Imaginative Reconstruction

George Santayana, "Moral Symbols in the Bible," in The Idler and his Works, and Other Essays, ed. Daniel Cory (1957; rpt. Freeport: Books for Libraries Press, 1969), pp. 152-178 (at 153-154):
If you open any ancient book, even the oldest in existence, you are at once confronted by a finished language, a multitude of assumed persons and things, a full-fledged pantheon, and a current morality. Thus history begins by plunging, like the approved epic, in medias res. We have no means of going further back; and in order to understand the background of the earliest records our one resource is to read on. Gradually the uses of words will reveal their acceptation: the persons named, by their attributions and conduct, will disclose their character; and we shall come to know the world we read of as we have in a measure unraveled the world in which we live, by gradual acquaintance and shrewd hypothesis. Every feature in an ancient document and in the life it describes is a symbol which we must endeavor to interpret. It is an expression the significance of which we have to reconstruct, a result the causes and meaning of which we have to discover.

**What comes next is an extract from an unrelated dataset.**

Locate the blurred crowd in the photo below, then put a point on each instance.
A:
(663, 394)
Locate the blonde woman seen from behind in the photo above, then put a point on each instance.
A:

In the Bible we find many such symbols standing for things easily recognized and familiar to every age: words for sun, moon, horse, bread, water. Yet even here much imaginative reconstruction is needed if we wish to render back to those names the full resonance they had in antiquity. Who but a poet could ever say what the moon was to the shepherds of Asia, or the horse or the well to men who lived in the desert?